Dalam kriteria kedua disebutkan penceramah radikal kerap mengkafirkan pihak lain yang berbeda paham maupun berbeda agama. Amirsyah pun meminta BNPT tak salah paham soal paham dalam Islam.
“Selama ini tidak ada masalah karena secara internum bagi umat Islam. Contoh keyakinan yang menyimpang dari akidah Islam seperti penganut Ahmadiyah, memang terkategori kafir karena telah mengimani ada Nabi lagi setelah Muhammad Saw dan mengimani kitab lain setelah Alquran,” jelas Amirsyah.
Baca Juga:Polemik Penceramah Radikal, Cholil Nafis Beri Respon Mengejutkan, Singgung Keras Pemerintah
Kriteria ketiga, penceramah radikal punya sikap anti pemimpin atau pemerintah yang sah dengan sikap membenci dengan menyebar hoaks dan fitnah. Sekjen MUI ini mengimbau agar para buzzer yang menyebarluaskan fitnah, adu domba juga harus di berikan sanksi tegas oleh pemerintah.

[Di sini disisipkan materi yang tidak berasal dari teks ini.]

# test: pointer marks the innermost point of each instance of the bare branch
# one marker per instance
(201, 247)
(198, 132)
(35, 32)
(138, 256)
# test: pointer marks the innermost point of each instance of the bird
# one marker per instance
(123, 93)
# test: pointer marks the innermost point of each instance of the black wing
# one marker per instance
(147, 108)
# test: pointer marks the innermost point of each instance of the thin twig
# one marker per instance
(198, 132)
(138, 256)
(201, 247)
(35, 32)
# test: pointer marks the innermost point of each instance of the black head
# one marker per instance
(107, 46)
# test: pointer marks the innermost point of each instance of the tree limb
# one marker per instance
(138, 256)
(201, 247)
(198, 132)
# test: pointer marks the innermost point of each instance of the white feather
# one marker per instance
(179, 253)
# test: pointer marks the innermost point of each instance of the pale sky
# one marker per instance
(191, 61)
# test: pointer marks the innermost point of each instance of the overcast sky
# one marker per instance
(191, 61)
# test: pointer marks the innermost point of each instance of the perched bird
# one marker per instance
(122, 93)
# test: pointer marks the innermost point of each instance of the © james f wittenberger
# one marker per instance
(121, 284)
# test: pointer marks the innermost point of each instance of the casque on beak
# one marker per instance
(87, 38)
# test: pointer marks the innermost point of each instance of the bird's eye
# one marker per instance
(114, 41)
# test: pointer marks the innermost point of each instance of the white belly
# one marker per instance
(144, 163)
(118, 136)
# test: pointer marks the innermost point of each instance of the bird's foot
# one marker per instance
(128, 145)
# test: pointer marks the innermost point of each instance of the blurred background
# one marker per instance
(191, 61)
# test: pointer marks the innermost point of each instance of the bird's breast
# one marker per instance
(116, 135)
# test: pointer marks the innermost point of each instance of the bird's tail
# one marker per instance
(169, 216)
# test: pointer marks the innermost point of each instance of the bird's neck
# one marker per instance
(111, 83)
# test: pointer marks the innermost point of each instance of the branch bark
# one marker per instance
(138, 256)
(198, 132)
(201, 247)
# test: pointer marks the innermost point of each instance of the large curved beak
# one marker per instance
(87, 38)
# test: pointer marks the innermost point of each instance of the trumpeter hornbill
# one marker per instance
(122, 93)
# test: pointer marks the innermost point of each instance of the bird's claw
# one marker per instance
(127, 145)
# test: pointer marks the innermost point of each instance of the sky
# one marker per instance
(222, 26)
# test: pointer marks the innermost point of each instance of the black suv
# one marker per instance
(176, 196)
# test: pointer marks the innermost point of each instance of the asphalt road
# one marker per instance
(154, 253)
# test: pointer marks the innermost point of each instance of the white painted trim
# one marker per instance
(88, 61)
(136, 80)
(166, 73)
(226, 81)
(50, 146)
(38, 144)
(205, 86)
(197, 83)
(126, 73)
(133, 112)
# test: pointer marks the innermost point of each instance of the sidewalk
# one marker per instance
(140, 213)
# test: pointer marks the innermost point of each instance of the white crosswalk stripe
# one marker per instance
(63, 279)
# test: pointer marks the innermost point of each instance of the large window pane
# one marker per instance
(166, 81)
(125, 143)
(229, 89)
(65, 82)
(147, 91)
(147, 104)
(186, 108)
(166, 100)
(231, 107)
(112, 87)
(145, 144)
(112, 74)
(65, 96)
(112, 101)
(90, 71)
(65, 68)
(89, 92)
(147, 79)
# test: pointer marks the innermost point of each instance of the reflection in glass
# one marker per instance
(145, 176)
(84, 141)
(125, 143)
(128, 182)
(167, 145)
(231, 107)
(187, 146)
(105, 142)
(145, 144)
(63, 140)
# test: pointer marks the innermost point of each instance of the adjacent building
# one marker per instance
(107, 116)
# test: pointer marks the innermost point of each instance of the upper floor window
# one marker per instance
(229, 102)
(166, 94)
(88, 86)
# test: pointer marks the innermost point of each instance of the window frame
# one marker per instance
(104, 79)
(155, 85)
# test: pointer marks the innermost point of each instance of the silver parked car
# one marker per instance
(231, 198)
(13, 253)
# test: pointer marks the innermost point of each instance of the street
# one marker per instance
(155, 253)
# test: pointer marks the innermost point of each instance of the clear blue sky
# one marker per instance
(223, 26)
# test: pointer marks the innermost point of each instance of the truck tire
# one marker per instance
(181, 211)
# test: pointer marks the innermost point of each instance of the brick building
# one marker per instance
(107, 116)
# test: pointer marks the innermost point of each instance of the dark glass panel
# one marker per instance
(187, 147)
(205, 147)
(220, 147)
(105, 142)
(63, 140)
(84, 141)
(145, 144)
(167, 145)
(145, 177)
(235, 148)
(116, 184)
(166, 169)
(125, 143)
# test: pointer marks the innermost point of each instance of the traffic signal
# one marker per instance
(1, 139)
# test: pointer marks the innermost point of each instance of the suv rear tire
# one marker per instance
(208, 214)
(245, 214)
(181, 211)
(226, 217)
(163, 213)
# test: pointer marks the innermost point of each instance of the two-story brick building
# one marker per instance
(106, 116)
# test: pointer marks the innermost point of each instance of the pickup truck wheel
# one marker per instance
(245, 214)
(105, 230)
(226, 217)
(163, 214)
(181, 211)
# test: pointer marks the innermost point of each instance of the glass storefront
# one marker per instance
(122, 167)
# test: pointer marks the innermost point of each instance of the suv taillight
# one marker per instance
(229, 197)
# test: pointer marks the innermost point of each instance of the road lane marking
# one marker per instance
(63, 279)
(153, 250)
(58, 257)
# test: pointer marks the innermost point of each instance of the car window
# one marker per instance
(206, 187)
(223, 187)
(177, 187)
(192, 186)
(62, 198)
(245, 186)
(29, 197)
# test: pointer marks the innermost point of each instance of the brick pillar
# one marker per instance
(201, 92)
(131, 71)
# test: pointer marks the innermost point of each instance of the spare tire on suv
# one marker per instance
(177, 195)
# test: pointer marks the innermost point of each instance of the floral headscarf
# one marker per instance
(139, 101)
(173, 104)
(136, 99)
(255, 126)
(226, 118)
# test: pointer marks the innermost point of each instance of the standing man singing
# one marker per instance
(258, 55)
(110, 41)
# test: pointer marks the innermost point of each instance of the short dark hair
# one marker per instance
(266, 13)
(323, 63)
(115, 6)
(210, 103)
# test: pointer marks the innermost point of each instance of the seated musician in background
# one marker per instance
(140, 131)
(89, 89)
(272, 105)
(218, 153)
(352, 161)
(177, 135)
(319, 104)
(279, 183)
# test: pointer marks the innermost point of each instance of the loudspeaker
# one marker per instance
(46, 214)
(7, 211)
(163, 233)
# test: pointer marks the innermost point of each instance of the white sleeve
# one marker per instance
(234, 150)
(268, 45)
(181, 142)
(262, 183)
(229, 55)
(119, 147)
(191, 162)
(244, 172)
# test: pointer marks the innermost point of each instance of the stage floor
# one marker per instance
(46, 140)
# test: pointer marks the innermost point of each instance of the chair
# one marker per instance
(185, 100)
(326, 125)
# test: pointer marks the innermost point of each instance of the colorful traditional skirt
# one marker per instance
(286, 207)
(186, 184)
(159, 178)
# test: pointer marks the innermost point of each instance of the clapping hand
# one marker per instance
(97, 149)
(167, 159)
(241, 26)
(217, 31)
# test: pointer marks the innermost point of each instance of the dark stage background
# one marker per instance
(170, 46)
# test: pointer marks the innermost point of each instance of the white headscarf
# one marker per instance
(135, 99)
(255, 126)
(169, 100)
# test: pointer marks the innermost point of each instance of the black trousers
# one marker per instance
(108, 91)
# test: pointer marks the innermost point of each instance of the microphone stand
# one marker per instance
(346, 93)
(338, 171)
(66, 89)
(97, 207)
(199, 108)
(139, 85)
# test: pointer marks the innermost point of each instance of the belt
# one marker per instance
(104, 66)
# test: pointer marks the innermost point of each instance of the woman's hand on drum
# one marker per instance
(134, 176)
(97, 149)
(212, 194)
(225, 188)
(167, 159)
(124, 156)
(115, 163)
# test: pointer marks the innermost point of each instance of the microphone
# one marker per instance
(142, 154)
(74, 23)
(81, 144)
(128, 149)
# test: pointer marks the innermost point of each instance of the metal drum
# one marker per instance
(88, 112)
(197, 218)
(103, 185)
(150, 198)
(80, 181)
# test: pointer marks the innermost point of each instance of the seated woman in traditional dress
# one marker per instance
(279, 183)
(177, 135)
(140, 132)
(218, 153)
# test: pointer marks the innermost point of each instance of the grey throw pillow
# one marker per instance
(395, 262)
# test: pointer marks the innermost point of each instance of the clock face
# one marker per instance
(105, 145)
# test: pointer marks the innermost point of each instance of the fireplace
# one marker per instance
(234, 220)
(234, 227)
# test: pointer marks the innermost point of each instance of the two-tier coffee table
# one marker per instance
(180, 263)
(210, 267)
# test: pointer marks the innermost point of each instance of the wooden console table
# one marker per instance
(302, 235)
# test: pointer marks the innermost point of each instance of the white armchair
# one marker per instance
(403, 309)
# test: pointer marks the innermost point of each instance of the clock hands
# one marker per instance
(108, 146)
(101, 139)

“MUI selama ini bermitra dengan pemerintah karena itu kebijakan pemerintah yang benar didukung, sebaliknya jika ada kebijakan yg menyimpang berdasarkan konstitusi, agar berbangsa dan bernegara kembali ke jalan yang benar,” kata dia.
Amirsyah juga mengkritik kriteria keempat yang menyebut penceramah radikal punya sikap eksklusif serta intoleransi terhadap perbedaan maupun keragaman.
Meski demikian, menurutnya secara proporsional sikap tersebut tidak ada masalah terkait ibadah. Umat Islam memang eksklusif karena tidak mau mencampuri ibadah agama lain seperti yang dijelaskan dalam surat Al-Kafirun.
Sementara soal kriteria kelima yang disebutkan penceramah radikal adalah yang memiliki pandangan anti budaya atau anti kearifan lokal keagamaan. Amirsyah Tambunan juga menepis BNPT menyebut Islam menghargai budaya lokal.
Namun kerap kali budaya itu berimplikasi pada kekufuran. Contohnya seperti mengorbankan hewan untuk sesembahan yang dipastikan diharamkan.
“Kalau budaya itu sejalan dengan Islam, seperti dakwah yang di kembangkan para wali Songo terbukti penyebaran Islam dengan menggunakan kearifan lokal,” pungkasnya.